Yesterday at work, I had to try to knock together a quick application to parse a database table and pull out records with a matching name. Simple at first glance, but more complex when you think about the common mis-spellings and abbreviations of names. For example, Jonathan Miller may quite rightly be represented as Jon Miller, John Miller, Jo Miller and so on. What I needed was a way to disambiguate these names for matchin purposes.
Conventional wisdom here would suggest the use of soundex patterns, and I agree that there are compelling arguments for this approach. However, being the contrary soul that I am I decided soundex wasn’t quite good enough and went looking for alternatives.
I came across this blog post outlining a SourceForge project from the Web Intelligence Group at the University of Sheffield. I took 20 minutes to implement the pre-requisites to use the patterns, and have to say it seems to give me what I want.

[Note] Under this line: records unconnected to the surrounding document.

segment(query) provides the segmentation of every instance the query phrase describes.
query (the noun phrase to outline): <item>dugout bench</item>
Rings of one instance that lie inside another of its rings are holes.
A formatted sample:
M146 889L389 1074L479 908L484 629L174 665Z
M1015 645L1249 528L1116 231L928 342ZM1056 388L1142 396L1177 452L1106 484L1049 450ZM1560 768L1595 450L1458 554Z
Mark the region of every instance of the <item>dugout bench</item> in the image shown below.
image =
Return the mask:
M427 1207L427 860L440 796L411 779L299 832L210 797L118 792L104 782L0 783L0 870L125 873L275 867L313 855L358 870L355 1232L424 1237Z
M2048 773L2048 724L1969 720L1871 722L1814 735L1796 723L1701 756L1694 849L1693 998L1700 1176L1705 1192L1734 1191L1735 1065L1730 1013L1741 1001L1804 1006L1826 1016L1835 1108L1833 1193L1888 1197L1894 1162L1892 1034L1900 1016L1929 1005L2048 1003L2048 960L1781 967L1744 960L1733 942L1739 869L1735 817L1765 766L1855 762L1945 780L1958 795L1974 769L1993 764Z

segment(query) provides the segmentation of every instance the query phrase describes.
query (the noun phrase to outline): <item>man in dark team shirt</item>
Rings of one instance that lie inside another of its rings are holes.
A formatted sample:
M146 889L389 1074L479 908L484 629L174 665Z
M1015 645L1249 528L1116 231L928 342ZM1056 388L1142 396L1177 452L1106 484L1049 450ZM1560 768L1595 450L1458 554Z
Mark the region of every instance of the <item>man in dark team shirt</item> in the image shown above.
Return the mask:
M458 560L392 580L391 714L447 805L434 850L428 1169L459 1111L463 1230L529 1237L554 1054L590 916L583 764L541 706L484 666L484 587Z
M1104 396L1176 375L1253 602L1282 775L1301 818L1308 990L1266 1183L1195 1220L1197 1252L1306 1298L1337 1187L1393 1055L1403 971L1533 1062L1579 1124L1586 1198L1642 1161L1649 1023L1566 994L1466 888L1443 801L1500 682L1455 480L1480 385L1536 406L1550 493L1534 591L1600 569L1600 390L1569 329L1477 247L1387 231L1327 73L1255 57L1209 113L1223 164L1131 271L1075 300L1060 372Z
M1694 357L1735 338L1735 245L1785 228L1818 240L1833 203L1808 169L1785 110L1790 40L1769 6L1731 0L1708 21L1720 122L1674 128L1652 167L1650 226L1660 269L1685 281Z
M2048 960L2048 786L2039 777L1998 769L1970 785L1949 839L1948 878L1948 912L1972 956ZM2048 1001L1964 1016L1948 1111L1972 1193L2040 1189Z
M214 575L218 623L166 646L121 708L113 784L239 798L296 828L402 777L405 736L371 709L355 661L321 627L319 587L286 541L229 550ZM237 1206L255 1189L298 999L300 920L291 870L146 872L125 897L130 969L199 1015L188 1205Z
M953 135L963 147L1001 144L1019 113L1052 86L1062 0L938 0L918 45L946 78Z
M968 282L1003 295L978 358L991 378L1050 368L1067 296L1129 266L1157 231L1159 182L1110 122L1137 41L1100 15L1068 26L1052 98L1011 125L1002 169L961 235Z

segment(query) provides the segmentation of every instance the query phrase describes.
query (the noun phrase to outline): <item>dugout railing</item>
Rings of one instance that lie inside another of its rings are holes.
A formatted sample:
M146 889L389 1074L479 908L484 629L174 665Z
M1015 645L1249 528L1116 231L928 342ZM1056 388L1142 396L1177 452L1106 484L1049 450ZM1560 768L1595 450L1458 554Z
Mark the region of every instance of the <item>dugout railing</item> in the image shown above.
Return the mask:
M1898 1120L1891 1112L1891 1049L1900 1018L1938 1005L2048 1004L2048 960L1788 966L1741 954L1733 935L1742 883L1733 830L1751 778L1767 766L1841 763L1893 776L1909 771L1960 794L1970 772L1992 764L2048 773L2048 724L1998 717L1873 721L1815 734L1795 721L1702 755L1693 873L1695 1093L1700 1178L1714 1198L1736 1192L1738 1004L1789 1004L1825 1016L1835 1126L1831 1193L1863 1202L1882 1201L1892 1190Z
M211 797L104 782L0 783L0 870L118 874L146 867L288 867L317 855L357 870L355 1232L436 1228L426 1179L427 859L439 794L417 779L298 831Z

I’m using the Jaro Winkler metric to provide the fuzzy matching I’m looking for, and I am also able to give the users a choice of the confidence level of the match. A confidence level of 1 will only return data that matches exactly. Confidence level 0 would return everything. A bit of trial andd error showed me that a confidence level of around 0.85 produced the best result for my purposes.
An example of the query I used would be something like this…
PROCEDURE [dbo].[GetResultsByFuzzyName]
@FamilyName varchar(35),
@GivenName varchar(35),
@DateOfBirth datetime,
@certaintyLevel int
AS
BEGIN
SET NOCOUNT ON;
DECLARE @cert float;
SET @cert = CAST(@certaintyLevel as float) /10
select
<myFields>
,dbo.JaroWinkler(upper(familyname),upper(@FamilyName)) as FamilyNameScore
,dbo.JaroWinkler(upper(Givenname),upper(@GivenName)) as GivenNameScore
from
<myTableName>
where
dbo.JaroWinkler(upper(familyname),upper(@FamilyName)) >= @cert
and
dbo.JaroWinkler(upper(givenname),uppeR(@GivenName)) >= @cert
order by
dbo.JaroWinkler(upper(familyname),upper(@FamilyName)) desc,
dbo.JaroWinkler(upper(givenname),upper(@GivenName)) desc
END
I could go further with this and do a bit more analysis with a second (or even third) matching algorithm, but for now I’m getting pretty good results.